Cybersecurity challenges are increasing, and people are getting harder to find. Here’s how to build a solid team.
The adage is true: Good people are hard to find, especially in the cybersecurity space. As threats mount and become more sophisticated, it is more important than ever to build cohesive, forward-thinking cybersecurity teams that can think strategically and excel operationally. Unfortunately, there are not that many seasoned cybersecurity pros to go around.
Those that do exist are in high demand. The Enterprise Strategy Group and the Information Systems Security Association surveyed 343 cybersecurity professionals around the world in 2017. Half of them received solicitations for other cybersecurity jobs at least once each week.
70% of these cybersecurity pros said that the skills shortage had affected their organization, forcing their company to recruit junior employees instead of more experienced people. It also hindered their ability to plan longer-term cybersecurity strategies, forcing them instead to focus on high-priority security events.
Faced with this cybersecurity skills crunch, how can organizations attract, recruit and retain top cybersecurity talent to build the perfect team? Changing recruitment practices to suit the market can help to attract and identify new people.
Relax outdated requirements
Focusing on fewer certifications can broaden the pool of potential candidates without sacrificing quality. Many companies may demand a slew of cybersecurity certifications before they will consider a candidate. The ESG survey found that the (ISC)2 Certified Information Systems Security Professional (CISSP) certification is the most popular among cybersecurity pros, with 52% having earned it according to the ESG research. Fewer than one in five professionals attained the next most popular certification.
The same goes for bachelor’s degrees. With an increasing number of expert security professionals coming from non-traditional, self-taught backgrounds, university degrees may be an outmoded concept in a skill-constrained market. Looking outside traditional university graduate groups might surface some promising candidates.
Don’t just stop at non-university graduates when looking outside traditionally-targeted groups for cybersecurity skills. Cast the net wider by actively encouraging applications from underrepresented groups such as women, people of colour, and those from untraditional socioeconomic backgrounds.
Look beyond traditional candidates
How can you target those groups? Instead of waiting for them to find you, you may have to go and find them. Go beyond the traditional job boards and recruitment outsourcing channels. Seek out cybersecurity groups that meet both physically and online to find potential candidates.
This kind of active outreach helps companies find those promising candidates that others miss. A strong social media presence can help here, but that means more than simply having your own Twitter account. It means taking time to find and participate in those cybersecurity forums where talent collects. That is a time-intensive process.

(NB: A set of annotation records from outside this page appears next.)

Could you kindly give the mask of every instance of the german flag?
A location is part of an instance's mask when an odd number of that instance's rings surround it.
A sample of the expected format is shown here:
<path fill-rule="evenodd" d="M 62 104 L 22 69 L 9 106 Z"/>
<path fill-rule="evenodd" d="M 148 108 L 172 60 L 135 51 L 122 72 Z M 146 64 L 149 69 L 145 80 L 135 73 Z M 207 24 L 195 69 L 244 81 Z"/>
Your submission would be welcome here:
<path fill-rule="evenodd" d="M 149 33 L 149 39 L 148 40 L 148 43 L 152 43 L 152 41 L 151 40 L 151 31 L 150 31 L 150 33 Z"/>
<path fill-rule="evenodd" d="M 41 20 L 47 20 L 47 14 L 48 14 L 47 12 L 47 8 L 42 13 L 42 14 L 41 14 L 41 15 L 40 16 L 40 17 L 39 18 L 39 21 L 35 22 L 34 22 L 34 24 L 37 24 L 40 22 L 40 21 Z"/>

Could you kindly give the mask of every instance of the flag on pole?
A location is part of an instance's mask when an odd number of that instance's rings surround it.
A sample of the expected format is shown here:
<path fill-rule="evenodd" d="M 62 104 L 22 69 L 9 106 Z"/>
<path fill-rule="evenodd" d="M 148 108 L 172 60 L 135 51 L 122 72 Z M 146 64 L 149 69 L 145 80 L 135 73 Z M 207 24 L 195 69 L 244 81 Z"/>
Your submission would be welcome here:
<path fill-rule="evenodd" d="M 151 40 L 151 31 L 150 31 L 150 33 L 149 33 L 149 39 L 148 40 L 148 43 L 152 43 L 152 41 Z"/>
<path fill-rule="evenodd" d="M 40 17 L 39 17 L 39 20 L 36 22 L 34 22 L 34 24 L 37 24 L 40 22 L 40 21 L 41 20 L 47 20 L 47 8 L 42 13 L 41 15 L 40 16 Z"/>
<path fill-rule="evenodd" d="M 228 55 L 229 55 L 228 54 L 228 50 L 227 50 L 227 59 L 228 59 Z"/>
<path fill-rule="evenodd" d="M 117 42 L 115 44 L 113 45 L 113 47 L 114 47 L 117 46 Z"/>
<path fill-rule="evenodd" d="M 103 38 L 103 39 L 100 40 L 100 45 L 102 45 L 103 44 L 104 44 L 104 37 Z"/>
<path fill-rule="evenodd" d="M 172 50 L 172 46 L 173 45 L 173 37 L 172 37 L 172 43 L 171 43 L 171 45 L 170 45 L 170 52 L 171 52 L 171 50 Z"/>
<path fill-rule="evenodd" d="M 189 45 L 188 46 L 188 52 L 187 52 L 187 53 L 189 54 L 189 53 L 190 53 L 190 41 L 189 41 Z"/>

A focus on diversity can also help to retain and develop cybersecurity staff internally. By creating a welcome atmosphere that mentors and encourages staff from all backgrounds, businesses can hang onto cybersecurity employees and increase their value over time. Today’s SoC analyst could be tomorrow’s cloud security specialist, given enough internal training and encouragement.
Innovate to attract
For many cybersecurity pros, a positive work environment goes beyond one that is welcoming and collaborative. It also involves one that is fun and stimulating to work in. Attract the right kind of professional by highlighting exciting projects and technologies within your cybersecurity operation.
Are you creating an internal pen testing team, or even engaging in red/blue team exercises? Do you encourage your cybersecurity professionals to contribute to open source projects in this space? Are you folding security into a DevOps software development initiative? These are all projects that might excite cybersecurity pros and encourage them to choose your company over another.
Make no mistake: Recruiting cybersecurity skills is an uphill battle. But being creative and flexible in your approach, and by encouraging a culture of innovation and experimentation, you will put yourself ahead of the pack in the race to find the right people.
Supercharge your cybersecurity recruitment and retention in these ways:
Relax requirements around certification and qualifications.
Look further than the traditional cybersecurity talent pool for skills.
Invest time in training. It may be easier to find someone with the right aptitude and spend a few months helping them develop specific skills.
Create a welcoming environment to retain and foster skills internally.